Statistics and reproducibility
Homogeneity of regression among groups in Arrhenius plots (Fig. 1 and Supplementary Fig. 2) was tested using pairwise full factorial analyses with JMP statistical software (SAS Institute Inc., Cary, NC). The significance level of the group interaction of lake zone by temperature interval was 0.05 (Supplementary Table 3).

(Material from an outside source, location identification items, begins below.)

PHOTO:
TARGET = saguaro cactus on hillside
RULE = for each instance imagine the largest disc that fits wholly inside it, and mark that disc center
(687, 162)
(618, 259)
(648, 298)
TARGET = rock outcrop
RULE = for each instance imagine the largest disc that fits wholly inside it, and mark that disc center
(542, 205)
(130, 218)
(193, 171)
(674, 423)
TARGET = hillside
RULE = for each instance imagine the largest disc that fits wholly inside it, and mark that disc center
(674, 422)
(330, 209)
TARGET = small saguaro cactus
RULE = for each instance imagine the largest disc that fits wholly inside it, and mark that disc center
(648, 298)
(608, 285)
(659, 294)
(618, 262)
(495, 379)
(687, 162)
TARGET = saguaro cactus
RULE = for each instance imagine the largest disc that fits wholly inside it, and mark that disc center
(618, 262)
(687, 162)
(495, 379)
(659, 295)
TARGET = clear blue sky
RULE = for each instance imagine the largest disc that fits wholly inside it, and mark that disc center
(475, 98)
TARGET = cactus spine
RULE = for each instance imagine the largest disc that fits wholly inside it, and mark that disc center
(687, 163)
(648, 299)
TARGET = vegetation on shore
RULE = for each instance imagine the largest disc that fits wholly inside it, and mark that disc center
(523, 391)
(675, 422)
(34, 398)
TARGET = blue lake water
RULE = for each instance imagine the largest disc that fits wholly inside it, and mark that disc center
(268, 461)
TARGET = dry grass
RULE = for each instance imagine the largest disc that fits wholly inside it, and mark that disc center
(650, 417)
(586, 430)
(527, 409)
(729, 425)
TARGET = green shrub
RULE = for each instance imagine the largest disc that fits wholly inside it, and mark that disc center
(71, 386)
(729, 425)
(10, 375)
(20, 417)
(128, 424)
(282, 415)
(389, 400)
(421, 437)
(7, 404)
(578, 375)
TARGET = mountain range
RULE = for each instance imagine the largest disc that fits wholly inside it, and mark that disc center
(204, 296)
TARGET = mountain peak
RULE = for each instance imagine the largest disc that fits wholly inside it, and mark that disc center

Unless otherwise indicated, other statistical analyses were performed using PRIMER v768,69. The rarefied OTU table was square-root transformed, and Bray-Curtis similarity matrices were generated for sample comparisons and used to make a Principal Coordinates Analysis (PCoA) plot. We used permutational ANOVA (PERMANOVA) to test for significant differences in microbial community composition between categorical groups of samples (e.g., between the two lakes and between the edges and middles of the lakes), and we used Mantel tests with Spearman’s rank correlations to compare microbial community composition (Bray–Curtis similarity matrices) to continuous variables (Euclidean distance matrices), including sediment depth and biogeochemical data. ANOVA and linear regression analyses (Supplementary Tables 9 and 11) were performed with StatPlus v6.1.7.0.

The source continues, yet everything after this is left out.